Yavru köpeğe “Kuyu” ismi verilmesi, hepimizin ortak itirafı aslında. O köpek artık bu ülkenin vaziyetini adında taşıyor. Fakat onun kuyudan çıkması için günler ve geceler boyu dilek tutanlar aynı dileği kendileri ve “başkaları” için de tutmalı, hepimizi kör kuyulara mahkum edenlere karşı ses çıkarmalı. Ses çıkaran olmazsa, kuyudan çıkış da yok. Kuyu kurtuldu. Sıra bizde.

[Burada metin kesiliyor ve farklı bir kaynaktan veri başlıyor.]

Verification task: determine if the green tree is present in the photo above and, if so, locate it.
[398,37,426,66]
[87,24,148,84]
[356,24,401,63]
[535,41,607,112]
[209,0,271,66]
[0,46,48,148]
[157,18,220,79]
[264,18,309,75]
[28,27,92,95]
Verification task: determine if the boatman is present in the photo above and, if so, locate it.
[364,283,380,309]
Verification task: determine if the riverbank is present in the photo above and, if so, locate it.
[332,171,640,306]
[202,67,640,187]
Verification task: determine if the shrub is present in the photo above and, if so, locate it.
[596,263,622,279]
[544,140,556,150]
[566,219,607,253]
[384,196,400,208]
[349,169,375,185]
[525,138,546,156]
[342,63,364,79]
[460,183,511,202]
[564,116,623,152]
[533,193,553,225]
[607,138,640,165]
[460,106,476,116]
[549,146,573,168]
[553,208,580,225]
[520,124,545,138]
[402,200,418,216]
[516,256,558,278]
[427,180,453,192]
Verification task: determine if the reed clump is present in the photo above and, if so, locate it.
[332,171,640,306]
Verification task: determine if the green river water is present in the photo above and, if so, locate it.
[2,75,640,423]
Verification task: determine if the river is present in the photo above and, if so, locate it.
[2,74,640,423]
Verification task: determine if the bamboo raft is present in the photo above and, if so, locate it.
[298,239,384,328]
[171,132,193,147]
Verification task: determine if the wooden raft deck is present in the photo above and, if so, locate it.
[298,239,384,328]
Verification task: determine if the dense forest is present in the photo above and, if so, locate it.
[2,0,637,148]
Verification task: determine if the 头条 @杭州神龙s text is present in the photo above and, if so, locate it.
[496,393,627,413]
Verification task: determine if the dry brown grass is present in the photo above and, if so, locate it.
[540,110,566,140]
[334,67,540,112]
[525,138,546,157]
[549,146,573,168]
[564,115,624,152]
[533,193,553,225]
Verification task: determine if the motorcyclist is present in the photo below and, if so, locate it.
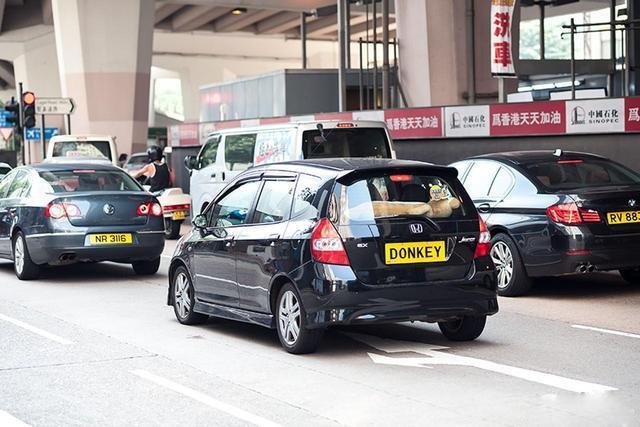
[131,145,171,193]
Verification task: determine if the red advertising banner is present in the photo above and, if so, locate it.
[624,98,640,132]
[384,107,443,139]
[489,101,566,136]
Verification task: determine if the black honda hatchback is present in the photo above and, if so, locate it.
[168,159,498,353]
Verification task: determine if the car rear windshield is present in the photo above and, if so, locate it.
[39,169,142,193]
[53,141,112,160]
[337,174,470,224]
[302,128,391,159]
[524,159,640,190]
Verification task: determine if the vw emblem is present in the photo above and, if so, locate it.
[102,203,116,215]
[409,224,423,234]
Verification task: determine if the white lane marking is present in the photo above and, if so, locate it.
[346,333,617,393]
[129,369,280,427]
[0,314,73,345]
[0,409,29,427]
[571,325,640,338]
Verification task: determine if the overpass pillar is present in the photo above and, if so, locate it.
[52,0,155,154]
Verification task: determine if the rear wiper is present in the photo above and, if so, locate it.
[376,214,442,231]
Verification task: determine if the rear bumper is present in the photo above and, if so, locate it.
[26,229,164,264]
[301,264,498,327]
[526,227,640,277]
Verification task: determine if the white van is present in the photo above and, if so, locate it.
[185,120,396,213]
[45,135,118,165]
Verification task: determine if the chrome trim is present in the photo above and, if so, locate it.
[25,232,86,239]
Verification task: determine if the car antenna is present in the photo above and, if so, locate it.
[316,123,327,142]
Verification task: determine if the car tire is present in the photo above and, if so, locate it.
[275,283,324,354]
[490,233,533,297]
[164,219,182,240]
[170,266,209,325]
[12,231,40,280]
[620,268,640,285]
[131,257,160,276]
[438,316,487,341]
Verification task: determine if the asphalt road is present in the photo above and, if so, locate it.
[0,236,640,426]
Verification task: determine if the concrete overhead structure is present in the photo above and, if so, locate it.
[52,0,155,153]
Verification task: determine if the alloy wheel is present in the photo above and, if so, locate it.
[173,272,191,319]
[13,237,24,274]
[278,291,301,345]
[491,242,513,289]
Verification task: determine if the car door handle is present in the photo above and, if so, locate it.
[478,203,491,213]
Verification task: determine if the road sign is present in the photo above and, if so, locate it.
[36,98,74,114]
[25,128,59,141]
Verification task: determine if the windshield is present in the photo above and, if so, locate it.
[53,141,112,160]
[302,128,391,159]
[524,159,640,190]
[38,169,142,193]
[339,174,467,224]
[124,154,149,169]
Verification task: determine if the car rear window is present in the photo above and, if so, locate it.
[302,128,391,159]
[38,169,142,193]
[524,159,640,190]
[338,174,471,224]
[53,141,112,160]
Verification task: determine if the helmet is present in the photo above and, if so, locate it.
[147,145,162,162]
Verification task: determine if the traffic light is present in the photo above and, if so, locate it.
[4,96,20,129]
[22,92,36,129]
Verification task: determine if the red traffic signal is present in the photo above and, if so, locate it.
[22,92,36,106]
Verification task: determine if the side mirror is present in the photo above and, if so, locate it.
[184,156,196,170]
[192,214,207,230]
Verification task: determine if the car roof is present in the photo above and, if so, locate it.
[465,150,606,165]
[252,158,455,176]
[24,162,122,172]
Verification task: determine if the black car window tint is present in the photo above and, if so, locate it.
[291,174,322,219]
[489,166,513,198]
[0,170,18,199]
[253,181,295,224]
[7,170,29,199]
[209,181,260,227]
[198,135,220,169]
[525,159,640,190]
[224,133,256,171]
[39,169,142,193]
[464,161,500,199]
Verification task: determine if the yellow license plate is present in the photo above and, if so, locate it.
[89,233,133,245]
[173,211,187,221]
[384,240,446,264]
[607,211,640,225]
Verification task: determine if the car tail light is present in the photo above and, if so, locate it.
[44,203,82,219]
[162,204,191,212]
[547,203,601,225]
[473,217,491,258]
[137,202,162,216]
[311,218,349,265]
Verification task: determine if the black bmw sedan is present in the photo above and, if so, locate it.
[0,163,164,280]
[168,159,498,353]
[452,150,640,296]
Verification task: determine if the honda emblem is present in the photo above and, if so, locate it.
[409,224,423,234]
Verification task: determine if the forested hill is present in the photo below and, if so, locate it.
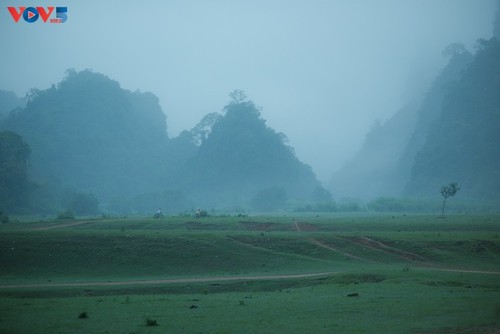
[406,38,500,200]
[1,71,172,200]
[0,70,321,213]
[180,94,319,206]
[0,90,26,120]
[330,44,472,200]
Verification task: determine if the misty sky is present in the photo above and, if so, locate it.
[0,0,495,182]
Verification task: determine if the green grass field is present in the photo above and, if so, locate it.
[0,215,500,333]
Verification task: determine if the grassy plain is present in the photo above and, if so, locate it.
[0,215,500,333]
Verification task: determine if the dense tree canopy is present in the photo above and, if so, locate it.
[2,70,172,199]
[0,131,32,213]
[182,94,317,206]
[407,38,500,199]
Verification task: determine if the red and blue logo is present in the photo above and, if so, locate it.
[7,7,68,23]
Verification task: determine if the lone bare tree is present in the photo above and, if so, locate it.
[441,182,460,216]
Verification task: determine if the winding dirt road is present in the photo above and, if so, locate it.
[0,272,337,289]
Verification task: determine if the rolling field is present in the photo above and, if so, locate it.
[0,215,500,333]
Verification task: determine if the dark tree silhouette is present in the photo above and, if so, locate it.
[441,182,460,216]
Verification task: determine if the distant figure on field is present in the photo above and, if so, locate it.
[153,209,163,218]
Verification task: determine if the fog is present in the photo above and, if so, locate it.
[0,0,496,182]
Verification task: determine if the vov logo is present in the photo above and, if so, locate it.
[7,7,68,23]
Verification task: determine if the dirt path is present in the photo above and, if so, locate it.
[0,272,338,289]
[294,222,377,263]
[30,221,95,231]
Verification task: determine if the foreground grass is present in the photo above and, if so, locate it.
[0,216,500,333]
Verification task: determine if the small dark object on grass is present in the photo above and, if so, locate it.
[146,318,158,327]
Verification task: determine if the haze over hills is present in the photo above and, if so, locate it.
[329,15,500,207]
[0,70,319,211]
[330,44,472,200]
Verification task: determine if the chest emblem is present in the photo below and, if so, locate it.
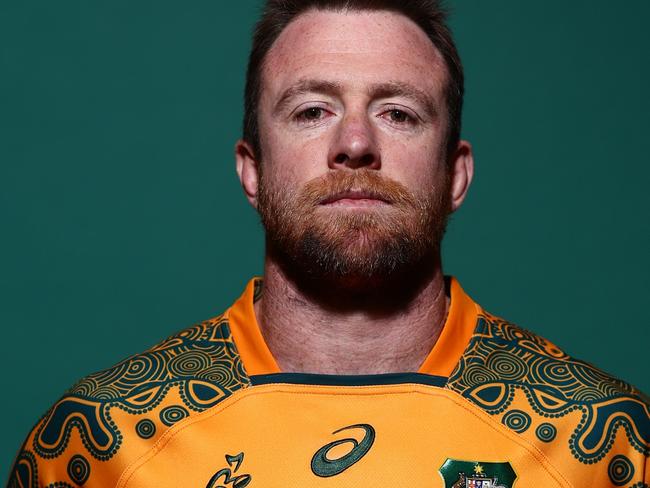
[439,458,517,488]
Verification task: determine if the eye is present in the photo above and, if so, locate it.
[295,107,327,123]
[379,107,418,126]
[388,109,411,124]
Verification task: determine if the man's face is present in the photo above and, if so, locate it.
[243,11,460,287]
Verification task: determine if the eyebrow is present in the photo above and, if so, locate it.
[274,79,438,117]
[274,79,342,112]
[368,81,438,118]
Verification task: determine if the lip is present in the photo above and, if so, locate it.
[320,190,390,206]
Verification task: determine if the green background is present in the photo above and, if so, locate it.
[0,0,650,475]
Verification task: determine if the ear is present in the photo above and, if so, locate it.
[235,139,259,208]
[449,140,474,212]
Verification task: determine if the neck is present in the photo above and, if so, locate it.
[255,256,449,374]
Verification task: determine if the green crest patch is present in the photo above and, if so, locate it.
[439,458,517,488]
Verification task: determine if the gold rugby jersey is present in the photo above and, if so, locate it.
[9,278,650,488]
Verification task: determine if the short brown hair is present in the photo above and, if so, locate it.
[243,0,464,158]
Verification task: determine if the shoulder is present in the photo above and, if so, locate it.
[12,314,248,486]
[448,311,650,486]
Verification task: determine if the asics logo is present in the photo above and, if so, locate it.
[311,424,375,478]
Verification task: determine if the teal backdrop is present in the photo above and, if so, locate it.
[0,0,650,476]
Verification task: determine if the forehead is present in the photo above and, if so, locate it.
[262,10,447,101]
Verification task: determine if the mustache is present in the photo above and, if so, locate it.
[300,169,417,206]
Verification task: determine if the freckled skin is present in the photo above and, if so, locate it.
[236,10,473,374]
[260,12,447,202]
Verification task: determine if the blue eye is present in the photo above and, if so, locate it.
[298,107,325,121]
[388,109,411,124]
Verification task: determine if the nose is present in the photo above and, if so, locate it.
[328,115,381,169]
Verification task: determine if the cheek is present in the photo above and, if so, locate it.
[262,125,328,187]
[382,141,444,196]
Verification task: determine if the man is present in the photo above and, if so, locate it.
[10,0,650,488]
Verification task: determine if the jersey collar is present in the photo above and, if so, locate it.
[226,277,480,377]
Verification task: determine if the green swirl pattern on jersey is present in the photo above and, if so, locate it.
[9,316,249,487]
[447,314,650,468]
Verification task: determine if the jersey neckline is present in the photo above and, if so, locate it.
[226,277,480,378]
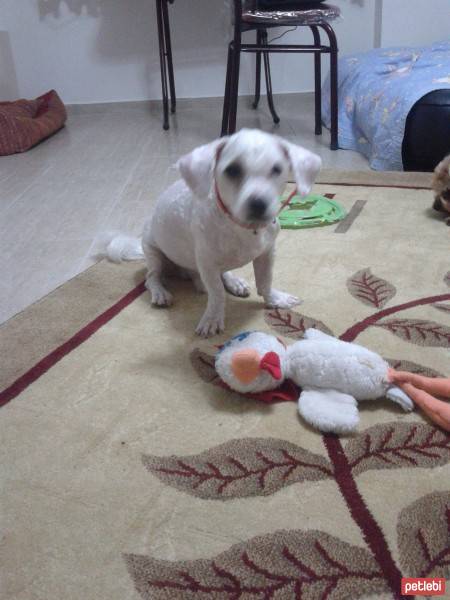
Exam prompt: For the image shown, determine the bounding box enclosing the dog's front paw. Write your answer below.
[264,290,302,308]
[195,313,225,337]
[222,272,250,298]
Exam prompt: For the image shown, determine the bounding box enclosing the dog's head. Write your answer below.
[178,129,322,224]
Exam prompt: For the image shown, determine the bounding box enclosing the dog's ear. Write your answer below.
[281,140,322,196]
[177,138,227,197]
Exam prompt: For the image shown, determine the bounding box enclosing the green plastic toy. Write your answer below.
[278,194,346,229]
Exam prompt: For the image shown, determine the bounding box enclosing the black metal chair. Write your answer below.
[155,0,177,130]
[222,0,340,150]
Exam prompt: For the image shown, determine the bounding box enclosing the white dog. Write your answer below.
[107,129,321,337]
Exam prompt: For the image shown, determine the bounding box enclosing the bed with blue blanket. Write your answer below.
[323,42,450,171]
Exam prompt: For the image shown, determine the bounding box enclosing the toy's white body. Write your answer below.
[216,329,413,433]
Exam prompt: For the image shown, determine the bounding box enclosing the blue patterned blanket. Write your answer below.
[323,42,450,171]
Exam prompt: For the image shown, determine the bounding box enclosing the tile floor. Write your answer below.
[0,94,369,322]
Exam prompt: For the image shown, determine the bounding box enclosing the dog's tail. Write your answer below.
[100,232,144,263]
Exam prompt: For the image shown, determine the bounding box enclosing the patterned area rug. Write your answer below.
[0,174,450,600]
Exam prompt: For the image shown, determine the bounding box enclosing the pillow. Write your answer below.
[0,90,67,156]
[255,0,325,10]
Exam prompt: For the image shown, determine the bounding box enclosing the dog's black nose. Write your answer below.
[248,197,267,219]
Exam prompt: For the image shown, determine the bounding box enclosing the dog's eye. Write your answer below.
[271,165,283,177]
[225,163,242,179]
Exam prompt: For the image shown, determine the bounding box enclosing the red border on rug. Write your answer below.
[0,281,145,407]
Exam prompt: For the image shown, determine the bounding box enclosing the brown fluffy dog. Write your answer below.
[432,155,450,225]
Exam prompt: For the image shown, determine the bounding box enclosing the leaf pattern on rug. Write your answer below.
[264,308,334,340]
[142,438,333,500]
[384,358,446,377]
[373,319,450,348]
[397,492,450,579]
[347,268,397,308]
[124,530,389,600]
[432,304,450,313]
[344,423,450,475]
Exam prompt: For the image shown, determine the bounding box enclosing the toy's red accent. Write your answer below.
[259,352,282,380]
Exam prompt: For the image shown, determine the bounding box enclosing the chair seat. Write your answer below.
[242,4,341,26]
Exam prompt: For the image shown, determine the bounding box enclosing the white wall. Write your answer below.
[0,0,450,103]
[381,0,450,46]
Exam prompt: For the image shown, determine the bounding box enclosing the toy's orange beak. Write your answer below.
[259,352,282,380]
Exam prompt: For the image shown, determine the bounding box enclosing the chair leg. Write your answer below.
[253,29,261,110]
[156,0,169,130]
[162,0,177,113]
[220,44,233,137]
[311,26,322,135]
[261,30,280,123]
[228,32,241,135]
[321,23,339,150]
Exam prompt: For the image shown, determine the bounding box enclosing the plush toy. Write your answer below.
[216,329,450,433]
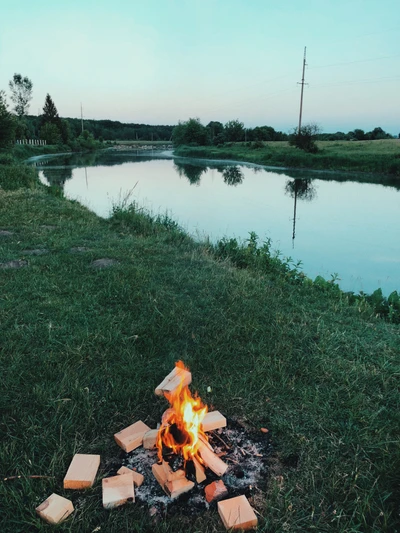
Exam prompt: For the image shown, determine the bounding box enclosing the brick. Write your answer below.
[201,411,226,431]
[114,420,150,453]
[36,493,74,524]
[143,429,158,450]
[64,453,100,490]
[102,474,135,509]
[204,479,228,503]
[117,466,144,487]
[154,366,192,396]
[217,496,257,530]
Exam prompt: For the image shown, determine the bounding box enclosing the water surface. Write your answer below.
[36,152,400,295]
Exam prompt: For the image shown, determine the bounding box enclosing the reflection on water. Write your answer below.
[33,152,400,295]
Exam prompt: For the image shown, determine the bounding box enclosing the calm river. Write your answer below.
[35,151,400,295]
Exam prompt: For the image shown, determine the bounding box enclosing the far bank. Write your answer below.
[174,139,400,179]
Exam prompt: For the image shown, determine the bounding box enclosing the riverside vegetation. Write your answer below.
[175,139,400,176]
[0,151,400,533]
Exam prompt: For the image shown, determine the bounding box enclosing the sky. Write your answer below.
[0,0,400,136]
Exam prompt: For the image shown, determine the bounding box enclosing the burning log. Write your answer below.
[64,453,100,489]
[36,493,74,524]
[102,474,135,509]
[161,461,185,481]
[217,496,257,529]
[151,463,194,499]
[114,420,150,453]
[154,361,192,396]
[143,429,158,450]
[202,411,226,432]
[199,441,228,477]
[193,457,207,483]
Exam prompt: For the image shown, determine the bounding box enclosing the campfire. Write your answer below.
[152,361,228,498]
[37,361,270,529]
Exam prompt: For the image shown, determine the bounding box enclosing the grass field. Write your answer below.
[175,139,400,177]
[0,160,400,533]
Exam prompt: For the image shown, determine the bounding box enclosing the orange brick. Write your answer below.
[117,466,144,487]
[102,474,135,509]
[114,420,150,453]
[64,453,100,489]
[36,493,74,524]
[217,496,257,529]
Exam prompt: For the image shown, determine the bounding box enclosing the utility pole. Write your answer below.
[297,46,307,133]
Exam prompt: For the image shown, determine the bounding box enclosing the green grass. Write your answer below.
[0,164,400,533]
[175,139,400,178]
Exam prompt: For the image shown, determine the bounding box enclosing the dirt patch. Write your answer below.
[0,259,28,269]
[90,257,119,269]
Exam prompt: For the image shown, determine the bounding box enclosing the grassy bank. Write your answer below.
[175,139,400,177]
[0,164,400,533]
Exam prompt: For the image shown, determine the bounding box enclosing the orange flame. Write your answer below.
[157,361,208,462]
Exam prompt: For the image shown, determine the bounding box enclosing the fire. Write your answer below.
[157,361,208,462]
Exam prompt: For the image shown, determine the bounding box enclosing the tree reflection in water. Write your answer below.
[174,161,207,185]
[285,178,317,248]
[285,178,317,202]
[42,167,72,189]
[222,166,244,187]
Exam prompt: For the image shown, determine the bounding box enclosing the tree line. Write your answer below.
[172,118,400,152]
[0,70,400,152]
[0,74,174,151]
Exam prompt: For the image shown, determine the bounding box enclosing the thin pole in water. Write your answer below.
[297,46,307,133]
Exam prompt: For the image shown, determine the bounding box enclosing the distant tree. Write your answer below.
[8,74,33,117]
[367,127,392,141]
[224,120,244,142]
[289,123,321,154]
[172,118,210,146]
[0,91,16,148]
[206,120,225,144]
[42,93,61,127]
[40,122,62,144]
[350,128,365,141]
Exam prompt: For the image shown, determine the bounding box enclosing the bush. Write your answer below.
[289,124,320,154]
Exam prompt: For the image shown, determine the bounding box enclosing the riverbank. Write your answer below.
[0,164,400,533]
[174,139,400,180]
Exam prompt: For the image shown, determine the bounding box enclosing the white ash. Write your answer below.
[117,421,271,515]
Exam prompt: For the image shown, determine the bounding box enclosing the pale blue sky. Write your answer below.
[0,0,400,134]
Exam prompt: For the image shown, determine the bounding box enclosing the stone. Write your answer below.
[0,259,28,269]
[21,248,49,255]
[90,257,119,270]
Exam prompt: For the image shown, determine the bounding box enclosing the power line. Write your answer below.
[297,46,307,134]
[309,54,400,70]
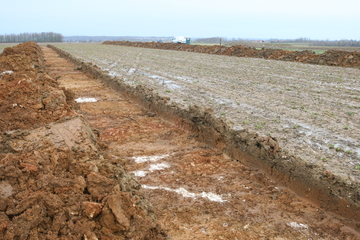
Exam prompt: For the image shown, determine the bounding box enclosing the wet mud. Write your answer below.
[103,41,360,67]
[44,47,359,239]
[0,42,166,240]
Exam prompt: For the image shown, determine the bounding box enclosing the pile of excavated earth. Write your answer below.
[0,42,166,239]
[103,41,360,67]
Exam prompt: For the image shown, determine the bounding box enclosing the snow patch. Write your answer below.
[0,70,14,76]
[131,171,147,177]
[75,97,98,102]
[287,222,309,230]
[149,163,170,172]
[133,154,169,163]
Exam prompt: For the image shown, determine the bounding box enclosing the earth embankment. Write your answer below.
[0,42,165,240]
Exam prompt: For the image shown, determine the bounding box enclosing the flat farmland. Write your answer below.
[56,44,360,175]
[44,44,360,239]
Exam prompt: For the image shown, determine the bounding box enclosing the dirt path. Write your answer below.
[43,47,360,239]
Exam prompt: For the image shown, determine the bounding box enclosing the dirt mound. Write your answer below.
[0,42,74,131]
[0,42,166,239]
[103,41,360,67]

10 gün boyunca çapı 30 santim, derinliği 70 metre olan bir kuyuda mahsur kalan yavru köpeğin kurtarılışı, her kesimden vicdanlı insanlarda ortak bir sevinç yarattı. Üstelik belki de ilk kez bu ülkenin kötücül güruhu sevinenlere dil uzatamadı. Çünkü Kuyu’nun “neden oraya düştüğünü” soramazlardı. Annesinin “ihmalkârlığından”, köpek cinsinin “aptallığından”, kendi yavrularını ulu orta sahipsiz bırakışından dem vurup nefret dillerini piyasaya süremezlerdi. “Burada ne işi vardı, kendi ülkesinde kalsaydı” diyemezlerdi. “Zaten bunlar yollu, su testisi su yolunda kırılır” imasında bulunamazlardı. “Ailesi şu örgüte yakın”, “sicili kabarık” gibi haberler yapamazlardı.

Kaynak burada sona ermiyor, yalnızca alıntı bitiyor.